Each of the main two groups (Stressed and Non-stressed) had three subgroups: non-stressed: control vehicle, control PGB, control naïve; and stressed: Posttraumatic stress disorder (PTSD) vehicle, PTSD Pre-PGB (prophylactic), PTSD Post-PGB (non-prophylactic). Mean total body weight is reported with the standard error of the mean (SEM).

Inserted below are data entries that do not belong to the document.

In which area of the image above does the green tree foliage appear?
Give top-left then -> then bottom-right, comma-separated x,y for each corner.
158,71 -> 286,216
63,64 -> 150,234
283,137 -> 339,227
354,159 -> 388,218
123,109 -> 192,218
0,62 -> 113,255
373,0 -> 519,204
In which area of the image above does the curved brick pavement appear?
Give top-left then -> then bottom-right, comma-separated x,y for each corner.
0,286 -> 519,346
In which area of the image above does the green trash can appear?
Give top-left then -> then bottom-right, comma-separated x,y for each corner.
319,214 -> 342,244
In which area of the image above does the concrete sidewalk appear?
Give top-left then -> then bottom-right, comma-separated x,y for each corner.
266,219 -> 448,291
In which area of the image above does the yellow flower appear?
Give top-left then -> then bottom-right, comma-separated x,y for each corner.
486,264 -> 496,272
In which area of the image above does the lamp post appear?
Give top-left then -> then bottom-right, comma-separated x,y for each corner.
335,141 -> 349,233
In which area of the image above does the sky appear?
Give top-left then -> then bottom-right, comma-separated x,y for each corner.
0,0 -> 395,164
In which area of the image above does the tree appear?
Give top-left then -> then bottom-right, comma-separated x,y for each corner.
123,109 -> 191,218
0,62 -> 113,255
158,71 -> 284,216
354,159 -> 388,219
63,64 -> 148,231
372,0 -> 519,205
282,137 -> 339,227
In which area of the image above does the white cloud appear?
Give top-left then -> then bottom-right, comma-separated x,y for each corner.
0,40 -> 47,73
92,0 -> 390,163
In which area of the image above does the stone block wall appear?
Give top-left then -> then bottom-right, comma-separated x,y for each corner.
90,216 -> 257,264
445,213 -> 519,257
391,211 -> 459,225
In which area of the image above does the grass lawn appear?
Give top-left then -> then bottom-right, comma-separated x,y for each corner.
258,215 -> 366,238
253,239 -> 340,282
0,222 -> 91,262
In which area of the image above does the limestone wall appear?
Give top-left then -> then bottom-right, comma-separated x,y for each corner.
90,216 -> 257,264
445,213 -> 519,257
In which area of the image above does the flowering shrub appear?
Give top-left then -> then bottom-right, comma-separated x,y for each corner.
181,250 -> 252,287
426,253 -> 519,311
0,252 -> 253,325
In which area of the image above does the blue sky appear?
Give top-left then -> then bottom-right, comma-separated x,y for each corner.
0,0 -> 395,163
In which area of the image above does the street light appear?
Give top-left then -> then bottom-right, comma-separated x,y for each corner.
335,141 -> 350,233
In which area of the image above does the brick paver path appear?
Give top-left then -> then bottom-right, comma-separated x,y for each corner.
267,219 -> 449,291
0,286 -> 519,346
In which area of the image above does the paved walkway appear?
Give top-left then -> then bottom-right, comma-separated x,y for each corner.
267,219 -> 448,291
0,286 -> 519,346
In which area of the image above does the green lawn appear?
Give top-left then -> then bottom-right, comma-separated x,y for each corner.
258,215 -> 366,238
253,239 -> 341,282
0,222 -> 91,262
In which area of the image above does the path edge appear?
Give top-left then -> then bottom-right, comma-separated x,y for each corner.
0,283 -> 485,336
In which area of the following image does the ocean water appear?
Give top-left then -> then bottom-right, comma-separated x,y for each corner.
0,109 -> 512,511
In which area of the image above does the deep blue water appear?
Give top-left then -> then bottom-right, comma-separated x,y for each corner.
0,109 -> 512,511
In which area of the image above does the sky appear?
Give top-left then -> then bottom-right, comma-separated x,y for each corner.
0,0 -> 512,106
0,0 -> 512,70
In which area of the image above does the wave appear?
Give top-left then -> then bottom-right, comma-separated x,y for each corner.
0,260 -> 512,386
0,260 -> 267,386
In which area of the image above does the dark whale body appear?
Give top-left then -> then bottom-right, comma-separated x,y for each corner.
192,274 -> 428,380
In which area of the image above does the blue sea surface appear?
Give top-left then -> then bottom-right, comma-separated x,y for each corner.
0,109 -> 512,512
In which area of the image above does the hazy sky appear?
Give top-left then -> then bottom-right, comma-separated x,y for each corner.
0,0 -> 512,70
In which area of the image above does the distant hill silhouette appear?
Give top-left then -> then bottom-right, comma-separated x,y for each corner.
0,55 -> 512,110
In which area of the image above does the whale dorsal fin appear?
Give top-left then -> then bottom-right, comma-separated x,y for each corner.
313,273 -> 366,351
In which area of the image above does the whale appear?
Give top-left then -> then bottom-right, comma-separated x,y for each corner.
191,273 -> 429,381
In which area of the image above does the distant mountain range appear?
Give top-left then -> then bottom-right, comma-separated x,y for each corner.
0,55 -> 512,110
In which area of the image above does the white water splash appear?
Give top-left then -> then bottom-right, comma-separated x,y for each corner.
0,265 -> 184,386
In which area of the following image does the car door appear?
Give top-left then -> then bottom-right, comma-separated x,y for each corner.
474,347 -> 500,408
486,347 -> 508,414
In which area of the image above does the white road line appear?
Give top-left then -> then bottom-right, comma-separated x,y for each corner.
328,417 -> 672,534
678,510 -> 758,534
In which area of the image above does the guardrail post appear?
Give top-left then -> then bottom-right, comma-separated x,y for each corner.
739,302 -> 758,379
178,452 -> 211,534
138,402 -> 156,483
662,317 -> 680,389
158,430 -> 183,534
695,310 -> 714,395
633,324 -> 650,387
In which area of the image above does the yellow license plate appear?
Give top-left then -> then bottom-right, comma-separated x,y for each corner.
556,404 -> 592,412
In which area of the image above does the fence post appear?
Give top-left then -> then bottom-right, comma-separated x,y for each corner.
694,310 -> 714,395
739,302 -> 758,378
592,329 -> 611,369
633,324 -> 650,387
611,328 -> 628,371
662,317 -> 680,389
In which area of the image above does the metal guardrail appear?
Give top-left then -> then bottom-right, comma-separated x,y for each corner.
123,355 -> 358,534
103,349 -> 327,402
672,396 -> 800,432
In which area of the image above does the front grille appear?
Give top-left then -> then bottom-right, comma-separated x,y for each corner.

https://doi.org/10.1371/journal.pone.0209494.g001

Total water intake weight

When controlling for days via one-way ANCOVA, there was a significant difference between the six groups: F(5, 54) = 13.47, p < .001 (η² = .579) and the covariate was significant (p < .001, η² = .363). The PTSD Pre-PGB group had the highest mean (M = 945.04) and PTSD vehicle the lowest (M = 711.75). Per the Sidak test (MCP pairwise tests based on the adjusted means) the PTSD vehicle group had a significantly lower mean than all the groups except for control naïve (p = .365) and PTSD Post-PGB group (p = .770). The PTSD Post-PGB group had a significantly lower mean than all the groups except PTSD vehicle (as mentioned previously, p = .770). The PTSD Pre-PGB group had a significantly higher mean than the control naïve group (p = .018) (Fig 2).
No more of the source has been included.